Code completion

    Fine-tune a 3B-class code model on a niche language or in-house framework so completions inside a creator app or IDE plugin understand syntax that base models botch.

    Base code models know Python, JavaScript, TypeScript, Java, C++, Rust, and Go very well. They know everything else somewhere between "passably" and "wrong." A fine-tune for code completion is most useful when your users write in a language or framework that sits in the second bucket: an internal DSL, an in-house framework with strict conventions, or a niche language base models default to the wrong dialect of.

    This recipe uses a worked example: imagine Roblox wants to add AI completions for Luau inside Roblox Studio. Luau is Roblox's typed dialect of Lua 5.1 with a different standard library (task.wait instead of os.execute, no io, type-annotated functions, a strict opt-in mode) and 70 million-plus creators editing it monthly. Out of the box, a 3B-class code model will give them Lua 5.1 completions, often with the wrong API surface; a fine-tune teaches it Luau-the-language and Studio-the-environment. Roblox is the anchor because the scale and the language-fit gap make the trade-offs concrete; substitute any vertical with its own scripting layer.

    Recipe also fits

    The Roblox / Luau example is one of many. The same shape applies to:

    • Niche-language IDE plugins for Lean, Solidity, Forth, Idris, or other languages base models barely know.
    • In-house DSL completions for any team with a custom scripting layer used by hundreds of internal developers.
    • Vertical-language plugins for Salesforce Apex, HashiCorp HCL, SAP ABAP, or PL/SQL, where strong house conventions meet weak base-model coverage.
    • Domain-specific scripting in scientific tools (Mathematica, R, MATLAB) or shader languages (GLSL, HLSL).
    • Creator-platform scripting environments like Unity C# patterns, Unreal Blueprint scripts, or Godot GDScript.

    If your users edit code in an environment where the base model defaults to the wrong dialect or misses your house conventions, this is the recipe to start with.

    When this is the right fit

    This recipe is the right fit when:

    • The target language or framework is underserved by base models. Niche languages (Luau, Solidity dialects, GLSL variants, Lean), in-house DSLs, or older versions of mainstream languages (PL/SQL, COBOL, VB.NET) all qualify. Mainstream-current code (Python 3.12, TypeScript 5.6) does not; the base model is already better than you can fine-tune in this size class.
    • You have access to a non-trivial corpus of well-written code in the target. A million lines is comfortable; a hundred thousand is workable; ten thousand is hard. Open-source repos, internal codebases, generated examples all count.
    • You want completions to respect house conventions, not just be syntactically valid. Variable naming, function shape, error-handling idioms, comment style, type-annotation density: the fine-tune learns all of these.
    • The user surface is an editor pane with a cursor, and completions trigger on idle or explicit invocation. If the surface is chat, this recipe is the wrong shape; see Customer support bot for that pattern.

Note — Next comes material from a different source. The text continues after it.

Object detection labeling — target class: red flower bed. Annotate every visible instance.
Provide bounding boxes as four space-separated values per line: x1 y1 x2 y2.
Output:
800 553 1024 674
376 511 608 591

    It is not the right fit when:

    • You want agentic code editing (multi-file refactors, "fix this test"). A 3B fine-tune is too small for the planning step. Use this recipe for the completion side and a frontier API for the agent side, if at all.
    • You want completions in a dozen languages. Fine-tunes are most effective when scoped tightly. Train one model per language family.
    • The target language is well-served by frontier APIs and latency is not a concern. The fine-tune wins on offline, privacy, and per-character cost; if none of those matter for your users, do not bother.

    The dataset

    Code completion is a fill-in-the-middle (FIM) task. The model sees the code before the cursor (the prefix) and after the cursor (the suffix) and predicts what should sit in between (the middle). The training data has to mirror that shape.

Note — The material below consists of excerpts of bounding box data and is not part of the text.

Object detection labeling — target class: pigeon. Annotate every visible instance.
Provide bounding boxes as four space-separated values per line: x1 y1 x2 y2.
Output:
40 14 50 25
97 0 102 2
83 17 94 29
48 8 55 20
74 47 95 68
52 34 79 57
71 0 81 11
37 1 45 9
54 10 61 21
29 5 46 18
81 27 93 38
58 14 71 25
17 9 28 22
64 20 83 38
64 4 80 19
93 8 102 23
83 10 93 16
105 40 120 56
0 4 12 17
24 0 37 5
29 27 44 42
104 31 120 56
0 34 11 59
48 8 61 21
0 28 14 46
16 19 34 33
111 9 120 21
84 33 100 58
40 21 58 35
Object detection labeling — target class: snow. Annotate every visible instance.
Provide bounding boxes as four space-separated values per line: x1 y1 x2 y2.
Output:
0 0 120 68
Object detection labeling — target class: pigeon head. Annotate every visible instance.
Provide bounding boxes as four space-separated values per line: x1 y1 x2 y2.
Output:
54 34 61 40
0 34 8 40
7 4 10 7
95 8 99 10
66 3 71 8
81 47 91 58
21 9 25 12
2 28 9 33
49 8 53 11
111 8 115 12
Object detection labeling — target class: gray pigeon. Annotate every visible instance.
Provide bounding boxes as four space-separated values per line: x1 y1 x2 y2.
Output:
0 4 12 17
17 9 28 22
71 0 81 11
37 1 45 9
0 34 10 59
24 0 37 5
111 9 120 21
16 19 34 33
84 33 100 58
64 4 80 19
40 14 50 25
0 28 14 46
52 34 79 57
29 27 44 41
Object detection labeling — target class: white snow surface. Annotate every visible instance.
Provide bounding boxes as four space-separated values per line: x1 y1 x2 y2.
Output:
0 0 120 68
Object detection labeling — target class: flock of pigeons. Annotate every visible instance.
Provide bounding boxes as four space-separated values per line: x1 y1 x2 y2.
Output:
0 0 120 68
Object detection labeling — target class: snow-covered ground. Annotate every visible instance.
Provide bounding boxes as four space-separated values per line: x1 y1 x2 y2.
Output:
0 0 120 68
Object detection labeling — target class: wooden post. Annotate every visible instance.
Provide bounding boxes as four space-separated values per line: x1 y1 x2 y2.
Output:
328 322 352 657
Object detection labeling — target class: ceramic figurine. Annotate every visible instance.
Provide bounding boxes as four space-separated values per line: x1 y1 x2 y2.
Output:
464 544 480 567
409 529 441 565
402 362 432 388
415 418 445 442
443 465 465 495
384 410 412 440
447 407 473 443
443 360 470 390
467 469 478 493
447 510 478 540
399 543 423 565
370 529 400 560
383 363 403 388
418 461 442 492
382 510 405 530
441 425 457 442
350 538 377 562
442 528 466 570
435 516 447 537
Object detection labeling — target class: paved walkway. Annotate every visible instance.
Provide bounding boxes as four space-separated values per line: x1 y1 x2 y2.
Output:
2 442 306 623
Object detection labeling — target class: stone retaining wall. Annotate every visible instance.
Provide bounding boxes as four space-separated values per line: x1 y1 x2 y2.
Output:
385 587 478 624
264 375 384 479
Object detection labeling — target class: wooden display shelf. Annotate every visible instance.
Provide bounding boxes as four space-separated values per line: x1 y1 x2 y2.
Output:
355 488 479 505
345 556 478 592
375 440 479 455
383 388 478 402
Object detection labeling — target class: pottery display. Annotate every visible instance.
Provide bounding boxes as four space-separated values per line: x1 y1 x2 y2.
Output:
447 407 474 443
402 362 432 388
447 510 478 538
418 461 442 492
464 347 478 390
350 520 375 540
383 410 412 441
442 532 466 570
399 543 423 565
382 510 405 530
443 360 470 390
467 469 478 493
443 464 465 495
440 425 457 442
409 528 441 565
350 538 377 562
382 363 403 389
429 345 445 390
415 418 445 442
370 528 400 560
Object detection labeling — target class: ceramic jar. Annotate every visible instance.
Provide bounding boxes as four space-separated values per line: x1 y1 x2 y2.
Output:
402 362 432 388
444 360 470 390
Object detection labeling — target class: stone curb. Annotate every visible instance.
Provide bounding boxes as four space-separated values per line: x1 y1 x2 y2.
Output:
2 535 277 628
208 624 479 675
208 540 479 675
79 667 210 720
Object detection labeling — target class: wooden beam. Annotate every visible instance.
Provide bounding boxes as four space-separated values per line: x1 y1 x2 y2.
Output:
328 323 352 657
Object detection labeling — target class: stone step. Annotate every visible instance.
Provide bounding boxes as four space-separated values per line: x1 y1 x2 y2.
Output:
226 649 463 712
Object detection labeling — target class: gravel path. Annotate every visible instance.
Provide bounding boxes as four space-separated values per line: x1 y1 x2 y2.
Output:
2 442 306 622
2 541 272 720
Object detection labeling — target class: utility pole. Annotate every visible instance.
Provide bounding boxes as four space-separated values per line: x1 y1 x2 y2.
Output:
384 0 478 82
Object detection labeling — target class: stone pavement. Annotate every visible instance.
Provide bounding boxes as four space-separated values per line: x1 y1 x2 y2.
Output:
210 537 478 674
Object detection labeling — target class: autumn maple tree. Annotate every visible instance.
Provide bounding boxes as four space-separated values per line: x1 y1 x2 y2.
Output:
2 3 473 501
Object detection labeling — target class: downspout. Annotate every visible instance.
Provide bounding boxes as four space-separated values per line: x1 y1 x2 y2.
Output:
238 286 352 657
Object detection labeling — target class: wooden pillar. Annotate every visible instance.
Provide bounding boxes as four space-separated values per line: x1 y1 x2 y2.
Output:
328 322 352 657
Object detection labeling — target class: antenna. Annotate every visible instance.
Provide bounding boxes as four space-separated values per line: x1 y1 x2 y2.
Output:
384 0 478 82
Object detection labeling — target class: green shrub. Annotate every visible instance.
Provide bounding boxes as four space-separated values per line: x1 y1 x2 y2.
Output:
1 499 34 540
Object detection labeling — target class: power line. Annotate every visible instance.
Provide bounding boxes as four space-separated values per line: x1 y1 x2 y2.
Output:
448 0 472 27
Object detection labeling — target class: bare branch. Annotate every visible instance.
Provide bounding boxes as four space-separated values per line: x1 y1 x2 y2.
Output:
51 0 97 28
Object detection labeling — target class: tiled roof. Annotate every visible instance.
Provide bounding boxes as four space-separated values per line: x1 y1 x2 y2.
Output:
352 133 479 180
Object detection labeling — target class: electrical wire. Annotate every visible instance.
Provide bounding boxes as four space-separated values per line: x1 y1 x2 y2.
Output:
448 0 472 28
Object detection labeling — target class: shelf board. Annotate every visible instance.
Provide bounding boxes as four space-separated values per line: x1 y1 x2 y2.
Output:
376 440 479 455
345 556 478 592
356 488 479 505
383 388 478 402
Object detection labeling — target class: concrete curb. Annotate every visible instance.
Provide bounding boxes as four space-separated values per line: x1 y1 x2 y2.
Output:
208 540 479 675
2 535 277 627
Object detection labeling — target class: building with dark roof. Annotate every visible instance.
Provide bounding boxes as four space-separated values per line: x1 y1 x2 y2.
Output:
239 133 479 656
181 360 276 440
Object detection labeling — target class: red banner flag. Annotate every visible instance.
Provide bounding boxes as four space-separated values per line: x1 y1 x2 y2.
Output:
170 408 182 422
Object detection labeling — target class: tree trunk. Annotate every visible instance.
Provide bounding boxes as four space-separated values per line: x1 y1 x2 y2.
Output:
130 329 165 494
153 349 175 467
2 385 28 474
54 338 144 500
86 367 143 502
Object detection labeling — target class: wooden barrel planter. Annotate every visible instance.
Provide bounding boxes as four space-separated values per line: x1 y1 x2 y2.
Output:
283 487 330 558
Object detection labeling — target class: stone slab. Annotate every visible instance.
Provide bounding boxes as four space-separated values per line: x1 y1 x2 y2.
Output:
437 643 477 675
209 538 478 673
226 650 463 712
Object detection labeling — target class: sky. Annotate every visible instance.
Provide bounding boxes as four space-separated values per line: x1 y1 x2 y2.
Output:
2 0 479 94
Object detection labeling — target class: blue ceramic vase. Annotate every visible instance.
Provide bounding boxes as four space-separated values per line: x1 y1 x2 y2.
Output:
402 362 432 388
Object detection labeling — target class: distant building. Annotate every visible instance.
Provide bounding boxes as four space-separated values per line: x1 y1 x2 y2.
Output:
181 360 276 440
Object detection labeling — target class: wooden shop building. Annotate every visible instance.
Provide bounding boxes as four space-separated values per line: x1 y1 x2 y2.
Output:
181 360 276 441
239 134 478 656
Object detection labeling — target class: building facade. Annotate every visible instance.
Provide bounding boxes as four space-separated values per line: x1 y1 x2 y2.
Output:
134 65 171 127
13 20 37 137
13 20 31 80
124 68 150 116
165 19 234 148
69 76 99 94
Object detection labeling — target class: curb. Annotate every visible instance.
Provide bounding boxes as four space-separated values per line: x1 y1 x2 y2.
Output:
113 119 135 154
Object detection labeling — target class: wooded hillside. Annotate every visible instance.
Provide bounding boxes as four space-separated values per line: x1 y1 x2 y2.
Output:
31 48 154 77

    For the Luau scenario, 20,000 rows is a reasonable starting point. Tune up if quality lags or down if authoring at scale is hard. A typical mix of sources:

    SourceShareNotes
    Open-source Roblox games (GitHub, GitHub Search)50% (~10,000)Well-starred repos filtered for active maintenance and idiomatic style
    Roblox Creator Documentation code samples20% (~4,000)Authoritative examples for the Studio APIs and patterns the team wants to promote
    In-house style-guide examples15% (~3,000)Curated examples for conventions the team wants reinforced
    Synthetic FIM pairs from existing code15% (~3,000)Take canonical scripts and machine-generate FIM cuts at multiple cursor positions

    A "row" is one (prefix, suffix, middle) triple. From a single 500-line script you can derive 20 to 50 high-quality FIM rows by choosing different cursor positions.

    Generating FIM pairs

    The naive approach (pick a random character offset, cut there) produces a lot of low-signal rows because most cursor positions are inside identifiers or in whitespace. Cut at boundary points instead:

    • Start of a statement
    • After an opening brace or function keyword (model completes the body)
    • After a local x = (model completes the expression)
    • Inside a string literal where the literal is a known canonical value (model completes the string)
    • After a comment that describes intent (the comment is part of the prefix)

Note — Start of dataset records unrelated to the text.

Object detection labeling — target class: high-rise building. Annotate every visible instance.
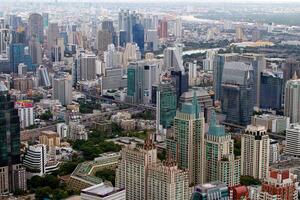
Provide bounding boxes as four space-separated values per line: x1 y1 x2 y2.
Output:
205 111 241 187
284 73 300 123
285 123 300 157
0 83 26 195
260 71 283 110
47 23 59 50
96 30 113 52
77 53 96 81
37 65 51 87
241 125 270 180
259 169 299 200
221 62 254 125
28 38 42 65
28 13 44 43
157 18 169 39
167 95 205 184
174 17 182 38
191 181 229 200
147 152 190 200
116 137 157 200
52 74 72 105
0 29 10 55
15 100 34 128
156 82 177 128
132 24 145 54
127 60 160 103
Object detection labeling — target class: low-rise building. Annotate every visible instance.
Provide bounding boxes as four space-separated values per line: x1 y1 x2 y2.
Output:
80 183 126 200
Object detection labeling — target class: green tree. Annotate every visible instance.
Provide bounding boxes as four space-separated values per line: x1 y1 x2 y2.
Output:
240 176 261 186
95 168 116 185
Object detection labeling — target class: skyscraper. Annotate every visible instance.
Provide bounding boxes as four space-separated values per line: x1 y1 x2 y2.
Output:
76 53 96 81
132 24 145 54
96 30 113 52
157 82 177 128
52 74 72 106
284 72 300 123
28 13 44 43
204 111 241 187
241 125 270 180
116 136 157 200
260 71 283 110
29 38 42 65
221 62 254 125
157 18 169 39
0 82 26 194
147 152 190 200
259 169 299 200
167 95 205 185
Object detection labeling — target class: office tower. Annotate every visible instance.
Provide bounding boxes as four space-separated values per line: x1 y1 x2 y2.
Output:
96 30 113 52
269 139 279 165
28 37 42 65
235 26 246 42
116 136 157 200
123 43 141 67
204 111 241 187
156 81 177 128
0 83 26 194
52 74 72 106
28 13 44 43
0 29 10 55
260 71 283 110
164 45 184 72
167 95 205 184
191 181 229 200
77 53 96 81
15 100 34 128
36 65 51 87
101 19 115 33
259 169 299 200
221 62 254 125
9 43 28 73
241 125 270 180
132 24 145 54
127 61 160 103
285 123 300 157
157 18 169 39
174 17 182 38
187 61 198 86
18 63 27 75
42 13 49 28
145 29 159 52
203 50 217 71
147 153 190 200
47 23 59 50
23 144 47 176
282 59 300 83
284 73 300 123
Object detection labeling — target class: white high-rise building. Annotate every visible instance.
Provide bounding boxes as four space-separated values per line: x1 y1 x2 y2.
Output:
15 100 34 128
52 74 72 105
174 17 182 38
77 53 96 81
241 125 270 180
284 73 300 123
285 123 300 156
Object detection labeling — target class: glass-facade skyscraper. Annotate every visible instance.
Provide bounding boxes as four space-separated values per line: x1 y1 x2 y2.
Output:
0 83 26 194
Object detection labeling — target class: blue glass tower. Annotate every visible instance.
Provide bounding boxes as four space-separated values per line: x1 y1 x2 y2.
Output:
133 24 145 54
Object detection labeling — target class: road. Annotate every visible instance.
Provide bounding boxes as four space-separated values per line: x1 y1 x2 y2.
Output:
21 108 133 141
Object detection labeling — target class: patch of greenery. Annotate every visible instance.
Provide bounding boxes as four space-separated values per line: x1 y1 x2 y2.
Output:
73 131 121 160
95 168 116 186
240 176 261 186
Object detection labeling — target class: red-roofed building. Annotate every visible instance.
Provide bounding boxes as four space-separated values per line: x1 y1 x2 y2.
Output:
229 185 250 200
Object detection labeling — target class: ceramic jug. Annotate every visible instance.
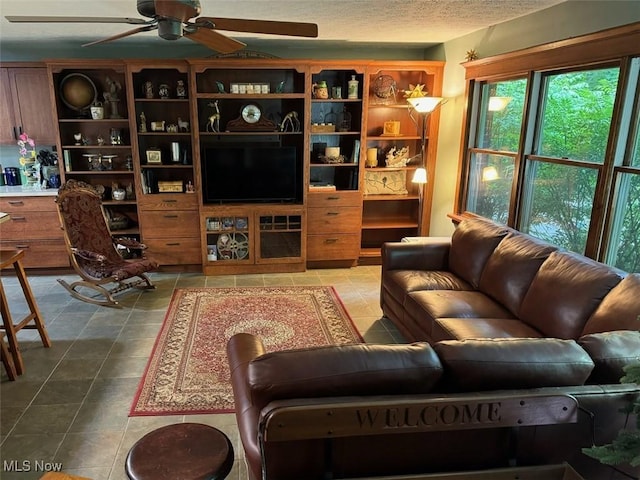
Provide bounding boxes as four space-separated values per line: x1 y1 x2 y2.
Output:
311 80 329 98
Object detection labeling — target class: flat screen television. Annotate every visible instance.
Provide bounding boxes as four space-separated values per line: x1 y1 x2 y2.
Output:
202 145 302 203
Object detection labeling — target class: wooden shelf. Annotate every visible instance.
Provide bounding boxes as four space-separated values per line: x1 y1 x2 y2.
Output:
196 93 306 100
66 170 133 175
135 98 189 103
367 135 422 142
362 218 418 230
362 195 420 202
58 118 129 125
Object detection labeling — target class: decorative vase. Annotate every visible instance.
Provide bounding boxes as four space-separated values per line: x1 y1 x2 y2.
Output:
311 80 329 99
364 148 378 168
91 103 104 120
347 75 360 98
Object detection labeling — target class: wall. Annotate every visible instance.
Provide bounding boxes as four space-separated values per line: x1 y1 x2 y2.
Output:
425 0 640 236
0 0 640 229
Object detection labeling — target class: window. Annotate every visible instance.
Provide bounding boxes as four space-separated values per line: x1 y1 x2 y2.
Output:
605 62 640 272
456 24 640 272
519 68 619 253
466 78 527 223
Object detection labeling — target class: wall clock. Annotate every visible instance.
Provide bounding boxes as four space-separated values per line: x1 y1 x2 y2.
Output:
227 103 277 132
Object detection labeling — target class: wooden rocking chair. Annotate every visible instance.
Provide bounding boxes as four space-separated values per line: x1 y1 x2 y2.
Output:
56 180 158 307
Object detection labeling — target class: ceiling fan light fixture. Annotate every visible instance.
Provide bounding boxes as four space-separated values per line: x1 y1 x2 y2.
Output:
158 18 182 40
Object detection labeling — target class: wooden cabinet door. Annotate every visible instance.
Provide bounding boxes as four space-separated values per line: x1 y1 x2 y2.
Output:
7 67 56 146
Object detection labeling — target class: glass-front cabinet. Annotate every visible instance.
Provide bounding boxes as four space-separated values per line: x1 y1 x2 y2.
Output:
201 205 305 275
189 60 307 274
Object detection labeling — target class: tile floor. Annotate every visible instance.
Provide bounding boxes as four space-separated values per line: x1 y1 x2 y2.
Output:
0 266 403 480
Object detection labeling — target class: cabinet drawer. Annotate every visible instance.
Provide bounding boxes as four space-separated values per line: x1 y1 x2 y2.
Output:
308 192 362 207
307 206 362 234
307 234 360 261
138 193 198 210
145 237 202 265
0 237 71 268
0 196 58 212
140 210 200 238
0 210 64 240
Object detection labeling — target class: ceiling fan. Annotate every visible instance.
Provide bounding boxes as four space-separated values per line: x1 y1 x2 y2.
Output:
5 0 318 53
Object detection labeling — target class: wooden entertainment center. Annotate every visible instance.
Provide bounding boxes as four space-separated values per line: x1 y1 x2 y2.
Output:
2 58 444 275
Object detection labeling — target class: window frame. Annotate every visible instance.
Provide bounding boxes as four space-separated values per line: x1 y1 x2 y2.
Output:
458 22 640 270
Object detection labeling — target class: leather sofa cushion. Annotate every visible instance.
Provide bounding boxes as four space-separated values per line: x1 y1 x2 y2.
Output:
431 318 542 342
519 251 624 339
382 270 473 299
480 232 557 316
578 330 640 384
582 273 640 335
434 338 593 392
449 218 509 288
247 343 442 408
404 290 513 337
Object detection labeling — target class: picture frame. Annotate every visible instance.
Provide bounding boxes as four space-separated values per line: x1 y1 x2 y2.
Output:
146 149 162 164
382 120 400 137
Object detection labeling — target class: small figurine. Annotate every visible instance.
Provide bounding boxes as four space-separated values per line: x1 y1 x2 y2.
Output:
176 80 187 98
178 117 189 132
280 111 300 132
102 77 122 118
144 82 153 98
207 100 220 133
158 83 169 98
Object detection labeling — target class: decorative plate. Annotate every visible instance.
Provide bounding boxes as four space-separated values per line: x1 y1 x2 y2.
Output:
373 75 396 98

    A heuristic that works well: parse the file with the target language's parser, walk the AST, and emit FIM rows at every statement boundary, every function-body opener, and every right-hand side of an assignment. The Luau open-source parser is straightforward to run from a script.

    Dataset format

    Use the instruction/output schema. Encode the FIM shape into the instruction:

    {
      "instruction": "Complete the Luau code. Output only the middle, between the prefix and suffix.\n\nPrefix:\nlocal function teleportPlayer(player, position)\n    if not player or not player.Character then return end\n    local humanoidRoot = player.Character:FindFirstChild('HumanoidRootPart')\n    if not humanoidRoot then return end\n    \n\nSuffix:\nend\n\nMiddle:",
      "output": "humanoidRoot.CFrame = CFrame.new(position)"
    }

    Three details that matter:

    • The instruction is the same every row. The fine-tune is teaching the model that "Prefix / Suffix / Middle" means FIM; if the instruction phrasing varies, the model treats it as content. See Instruction tuning.
    • Strip the leak. If the prefix ends with humanoidRoot.CFrame = the answer is obvious from the prefix alone. Cut the prefix earlier so the model has to think. Drop rows where the middle is trivially deducible.
    • Keep the suffix. Without a suffix the task becomes "continue this code" rather than "fill this in." That is a different task and produces noticeably worse mid-line completions because the model does not anticipate how the surrounding code constrains the middle.

    Multi-line vs single-line middles

    About 60% of the dataset should have single-line middles (the cursor is partway through a line). These are the highest-frequency completion in a real editor.

    The remaining 40% should be 2-to-15-line middles (whole function bodies, conditional blocks, loops). These teach the model to scope multi-line completions sensibly. Anything longer than 15 lines is too speculative for a completion model and tends to drift; route those to a chat-style task instead.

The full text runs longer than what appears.